The court has to examine that all relevant aspects have been
taken into consideration by the Public Prosecutor and/or by
the Government in exercise of its executive function.
Besides the eight questions noticed in the main judgment,
the question and aspect of association of Veerappan with
those having secessionist aspirations were also not
considered. Further though it may have been considered as
to what happened on 1st August, immediately after the
abduction of Rajkumar, but what does not seem to have been
considered is that those were spontaneous outburst and the
authorities may have been taken unaware but what would be
the ground realities when the law enforcing agencies have
sufficient time to prepare for any apprehended contingency.

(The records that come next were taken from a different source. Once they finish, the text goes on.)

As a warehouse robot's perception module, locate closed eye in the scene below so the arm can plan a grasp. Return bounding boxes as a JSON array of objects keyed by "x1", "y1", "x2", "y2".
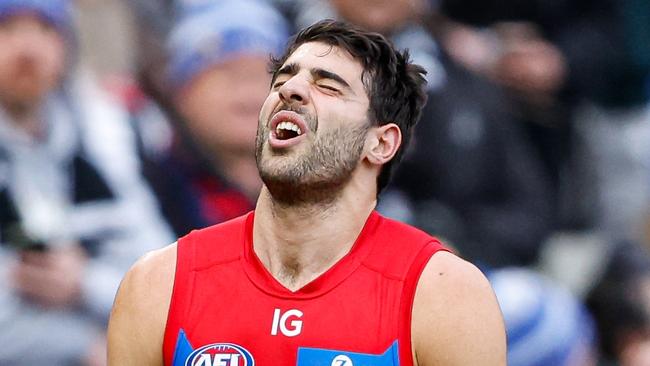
[{"x1": 318, "y1": 84, "x2": 339, "y2": 93}]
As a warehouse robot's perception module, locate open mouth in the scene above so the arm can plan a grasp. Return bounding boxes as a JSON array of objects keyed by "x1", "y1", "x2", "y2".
[
  {"x1": 275, "y1": 121, "x2": 302, "y2": 140},
  {"x1": 269, "y1": 111, "x2": 308, "y2": 149}
]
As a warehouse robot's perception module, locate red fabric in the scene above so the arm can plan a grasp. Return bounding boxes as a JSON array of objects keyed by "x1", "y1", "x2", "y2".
[{"x1": 163, "y1": 212, "x2": 445, "y2": 366}]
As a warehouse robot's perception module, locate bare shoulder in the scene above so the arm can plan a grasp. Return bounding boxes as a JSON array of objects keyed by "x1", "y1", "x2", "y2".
[
  {"x1": 411, "y1": 252, "x2": 506, "y2": 366},
  {"x1": 108, "y1": 243, "x2": 177, "y2": 365}
]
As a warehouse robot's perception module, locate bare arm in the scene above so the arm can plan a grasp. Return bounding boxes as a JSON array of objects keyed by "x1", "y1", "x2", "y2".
[
  {"x1": 411, "y1": 252, "x2": 506, "y2": 366},
  {"x1": 108, "y1": 244, "x2": 176, "y2": 366}
]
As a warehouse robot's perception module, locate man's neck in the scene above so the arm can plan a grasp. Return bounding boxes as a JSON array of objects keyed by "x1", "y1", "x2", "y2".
[
  {"x1": 0, "y1": 101, "x2": 44, "y2": 137},
  {"x1": 253, "y1": 174, "x2": 376, "y2": 291}
]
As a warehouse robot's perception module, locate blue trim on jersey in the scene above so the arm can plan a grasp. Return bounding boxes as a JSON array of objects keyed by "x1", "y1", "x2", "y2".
[
  {"x1": 296, "y1": 341, "x2": 399, "y2": 366},
  {"x1": 172, "y1": 329, "x2": 194, "y2": 366}
]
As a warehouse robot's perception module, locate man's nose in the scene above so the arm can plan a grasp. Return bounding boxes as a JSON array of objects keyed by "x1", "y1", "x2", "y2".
[{"x1": 278, "y1": 75, "x2": 309, "y2": 105}]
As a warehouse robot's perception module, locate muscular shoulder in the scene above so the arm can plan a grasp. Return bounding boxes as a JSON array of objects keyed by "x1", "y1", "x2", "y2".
[
  {"x1": 412, "y1": 252, "x2": 506, "y2": 366},
  {"x1": 108, "y1": 243, "x2": 177, "y2": 365}
]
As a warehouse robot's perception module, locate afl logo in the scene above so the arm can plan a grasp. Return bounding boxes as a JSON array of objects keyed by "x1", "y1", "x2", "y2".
[{"x1": 185, "y1": 343, "x2": 255, "y2": 366}]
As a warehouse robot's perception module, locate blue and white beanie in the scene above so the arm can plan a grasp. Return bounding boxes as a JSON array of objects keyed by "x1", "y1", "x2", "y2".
[
  {"x1": 488, "y1": 268, "x2": 596, "y2": 366},
  {"x1": 167, "y1": 0, "x2": 289, "y2": 90},
  {"x1": 0, "y1": 0, "x2": 74, "y2": 39}
]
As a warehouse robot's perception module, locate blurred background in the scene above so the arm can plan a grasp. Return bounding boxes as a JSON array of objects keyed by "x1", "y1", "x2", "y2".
[{"x1": 0, "y1": 0, "x2": 650, "y2": 366}]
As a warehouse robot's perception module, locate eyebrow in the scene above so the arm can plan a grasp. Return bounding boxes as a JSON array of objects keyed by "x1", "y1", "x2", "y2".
[{"x1": 273, "y1": 63, "x2": 353, "y2": 92}]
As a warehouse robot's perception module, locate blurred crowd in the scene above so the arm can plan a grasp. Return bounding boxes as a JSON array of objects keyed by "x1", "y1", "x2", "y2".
[{"x1": 0, "y1": 0, "x2": 650, "y2": 366}]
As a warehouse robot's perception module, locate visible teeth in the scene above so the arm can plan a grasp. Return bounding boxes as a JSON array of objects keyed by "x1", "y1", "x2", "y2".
[{"x1": 275, "y1": 121, "x2": 302, "y2": 135}]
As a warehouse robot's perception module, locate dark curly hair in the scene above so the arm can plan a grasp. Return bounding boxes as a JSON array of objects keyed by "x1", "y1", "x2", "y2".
[{"x1": 270, "y1": 19, "x2": 427, "y2": 194}]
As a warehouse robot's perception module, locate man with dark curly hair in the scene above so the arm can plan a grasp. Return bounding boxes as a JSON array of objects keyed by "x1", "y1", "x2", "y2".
[{"x1": 109, "y1": 20, "x2": 506, "y2": 366}]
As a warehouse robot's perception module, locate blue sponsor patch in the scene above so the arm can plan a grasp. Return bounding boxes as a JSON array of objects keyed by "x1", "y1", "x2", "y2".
[
  {"x1": 172, "y1": 329, "x2": 194, "y2": 366},
  {"x1": 172, "y1": 329, "x2": 255, "y2": 366},
  {"x1": 297, "y1": 341, "x2": 399, "y2": 366}
]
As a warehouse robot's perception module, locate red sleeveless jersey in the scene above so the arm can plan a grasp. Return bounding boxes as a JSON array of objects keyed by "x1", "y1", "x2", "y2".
[{"x1": 163, "y1": 212, "x2": 444, "y2": 366}]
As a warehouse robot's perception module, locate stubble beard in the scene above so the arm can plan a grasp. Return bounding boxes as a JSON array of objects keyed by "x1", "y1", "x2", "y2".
[{"x1": 255, "y1": 116, "x2": 368, "y2": 207}]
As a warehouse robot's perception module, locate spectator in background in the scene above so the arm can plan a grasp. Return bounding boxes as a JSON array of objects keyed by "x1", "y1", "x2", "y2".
[
  {"x1": 488, "y1": 268, "x2": 598, "y2": 366},
  {"x1": 432, "y1": 0, "x2": 650, "y2": 240},
  {"x1": 297, "y1": 0, "x2": 551, "y2": 266},
  {"x1": 0, "y1": 0, "x2": 172, "y2": 366},
  {"x1": 127, "y1": 0, "x2": 288, "y2": 236}
]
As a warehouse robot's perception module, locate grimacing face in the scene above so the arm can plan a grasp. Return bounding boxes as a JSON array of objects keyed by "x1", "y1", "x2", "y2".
[
  {"x1": 0, "y1": 14, "x2": 66, "y2": 107},
  {"x1": 256, "y1": 42, "x2": 370, "y2": 204}
]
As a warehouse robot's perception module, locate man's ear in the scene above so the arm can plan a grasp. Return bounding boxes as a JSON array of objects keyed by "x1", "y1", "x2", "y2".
[{"x1": 366, "y1": 123, "x2": 402, "y2": 165}]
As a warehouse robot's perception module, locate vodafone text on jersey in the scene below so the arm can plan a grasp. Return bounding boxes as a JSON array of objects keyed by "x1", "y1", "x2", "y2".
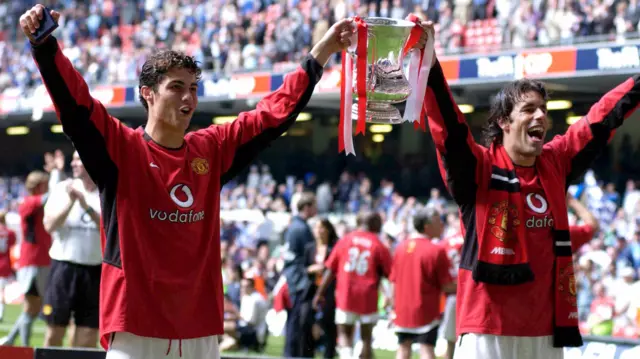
[{"x1": 149, "y1": 183, "x2": 204, "y2": 223}]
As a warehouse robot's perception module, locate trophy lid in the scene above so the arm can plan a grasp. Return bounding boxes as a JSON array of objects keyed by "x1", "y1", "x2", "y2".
[{"x1": 363, "y1": 17, "x2": 415, "y2": 28}]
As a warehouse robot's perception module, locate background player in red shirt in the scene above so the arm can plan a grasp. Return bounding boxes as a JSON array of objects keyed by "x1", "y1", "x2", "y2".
[
  {"x1": 20, "y1": 5, "x2": 378, "y2": 359},
  {"x1": 438, "y1": 213, "x2": 464, "y2": 359},
  {"x1": 313, "y1": 213, "x2": 391, "y2": 358},
  {"x1": 0, "y1": 211, "x2": 16, "y2": 322},
  {"x1": 0, "y1": 171, "x2": 51, "y2": 346},
  {"x1": 425, "y1": 22, "x2": 640, "y2": 359},
  {"x1": 390, "y1": 208, "x2": 456, "y2": 359}
]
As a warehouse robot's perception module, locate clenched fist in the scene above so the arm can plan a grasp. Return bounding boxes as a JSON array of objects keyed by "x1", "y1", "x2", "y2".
[
  {"x1": 310, "y1": 18, "x2": 355, "y2": 66},
  {"x1": 20, "y1": 4, "x2": 60, "y2": 44}
]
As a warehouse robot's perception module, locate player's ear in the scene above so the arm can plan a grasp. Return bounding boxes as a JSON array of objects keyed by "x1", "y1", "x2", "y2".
[
  {"x1": 140, "y1": 86, "x2": 153, "y2": 105},
  {"x1": 498, "y1": 118, "x2": 511, "y2": 132}
]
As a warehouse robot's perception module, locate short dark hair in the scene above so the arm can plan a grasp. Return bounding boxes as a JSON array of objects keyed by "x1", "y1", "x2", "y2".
[
  {"x1": 482, "y1": 79, "x2": 549, "y2": 147},
  {"x1": 297, "y1": 192, "x2": 316, "y2": 212},
  {"x1": 357, "y1": 212, "x2": 382, "y2": 233},
  {"x1": 138, "y1": 50, "x2": 202, "y2": 110},
  {"x1": 413, "y1": 207, "x2": 439, "y2": 233}
]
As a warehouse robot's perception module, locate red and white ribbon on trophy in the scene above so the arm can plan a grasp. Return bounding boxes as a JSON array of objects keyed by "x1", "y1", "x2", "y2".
[
  {"x1": 338, "y1": 14, "x2": 434, "y2": 156},
  {"x1": 338, "y1": 16, "x2": 367, "y2": 156},
  {"x1": 403, "y1": 14, "x2": 434, "y2": 131}
]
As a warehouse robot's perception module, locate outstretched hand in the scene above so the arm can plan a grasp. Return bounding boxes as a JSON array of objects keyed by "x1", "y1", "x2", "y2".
[
  {"x1": 311, "y1": 18, "x2": 355, "y2": 66},
  {"x1": 413, "y1": 21, "x2": 436, "y2": 67},
  {"x1": 20, "y1": 4, "x2": 60, "y2": 44}
]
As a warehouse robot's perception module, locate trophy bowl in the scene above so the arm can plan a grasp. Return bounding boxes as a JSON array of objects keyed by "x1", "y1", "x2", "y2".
[{"x1": 349, "y1": 17, "x2": 415, "y2": 124}]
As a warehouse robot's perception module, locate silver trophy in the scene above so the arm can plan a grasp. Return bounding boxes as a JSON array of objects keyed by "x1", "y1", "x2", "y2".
[{"x1": 349, "y1": 17, "x2": 415, "y2": 124}]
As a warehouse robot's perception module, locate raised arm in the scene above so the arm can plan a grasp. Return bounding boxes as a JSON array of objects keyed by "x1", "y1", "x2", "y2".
[
  {"x1": 201, "y1": 19, "x2": 353, "y2": 184},
  {"x1": 424, "y1": 59, "x2": 483, "y2": 204},
  {"x1": 215, "y1": 55, "x2": 322, "y2": 184},
  {"x1": 20, "y1": 5, "x2": 126, "y2": 188},
  {"x1": 545, "y1": 75, "x2": 640, "y2": 186}
]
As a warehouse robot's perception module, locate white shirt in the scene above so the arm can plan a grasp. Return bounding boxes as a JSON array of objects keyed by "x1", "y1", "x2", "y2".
[
  {"x1": 44, "y1": 179, "x2": 102, "y2": 265},
  {"x1": 240, "y1": 291, "x2": 269, "y2": 341}
]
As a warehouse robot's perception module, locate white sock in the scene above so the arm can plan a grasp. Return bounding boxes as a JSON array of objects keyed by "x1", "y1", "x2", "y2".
[{"x1": 338, "y1": 347, "x2": 353, "y2": 359}]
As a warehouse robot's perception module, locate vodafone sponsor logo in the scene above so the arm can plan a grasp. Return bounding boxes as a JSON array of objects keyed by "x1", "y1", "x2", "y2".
[
  {"x1": 149, "y1": 183, "x2": 204, "y2": 223},
  {"x1": 525, "y1": 193, "x2": 553, "y2": 228},
  {"x1": 491, "y1": 247, "x2": 516, "y2": 256}
]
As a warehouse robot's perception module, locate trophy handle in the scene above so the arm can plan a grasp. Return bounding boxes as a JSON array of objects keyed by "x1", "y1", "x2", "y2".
[{"x1": 367, "y1": 30, "x2": 378, "y2": 92}]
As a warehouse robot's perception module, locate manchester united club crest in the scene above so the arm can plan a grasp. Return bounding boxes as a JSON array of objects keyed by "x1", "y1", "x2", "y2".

The application and order under Section 321 is a result of
panic reaction by overzealous persons without proper
understanding of the problem and consideration of the
relevant material, though they may not have any personal
motive. It does not appear that anybody considered that if
democratically elected governments give an impression to the
citizens of this country of being lawbreakers, would it not
breed contempt for law; would it not invite citizens to
become a law onto themselves. It may lead to anarchy. The
Governments have to consider and balance the choice between
maintenance of law and order and anarchy. It does not
appear that anyone considered this aspect. It yielded to
the pressure tactics of those who according to the
Government are out to terrorise the Police force and to
overawe the elected Governments. It does not appear that
anyone considered that with their action people may lose
faith in the democratic process, when they see public
authority flouted and the helplessness of the Government.
The aspect of paralysing and discrediting the democratic
authority had to be taken into consideration. It is the
executive function to decide in public interest to withdraw
from prosecution as claimed. But it is also for the
Government to maintain its existence. The self-preservation
is the most pervasive aspect of sovereignty. To preserve
its independence and territories is the highest duty of
every nation and to attain these ends nearly all other
considerations are to be subordinated. Of course, it is for
the State to consi der these aspects and take a
conscious decision. In the present case, without withdraw
consideration of these aspects the decision was taken to the
TADA charges. It is evident from material now placed on
record before this Court that Veerappan was acting in
consultation with secessionist organisations/groups which
had the object of liberation of Tamil from India. There is
no serious challenge to this aspect. None of the aforesaid
aspects were considered by the Government or the Public
Prosecutors before having recourse to Section 321 Cr.P.C.
With these additional reasons, I am in complete respectful
agreement with the conclusion and opinion of my senior
colleague Hon’ble Mr.Justice S.P. Bharucha.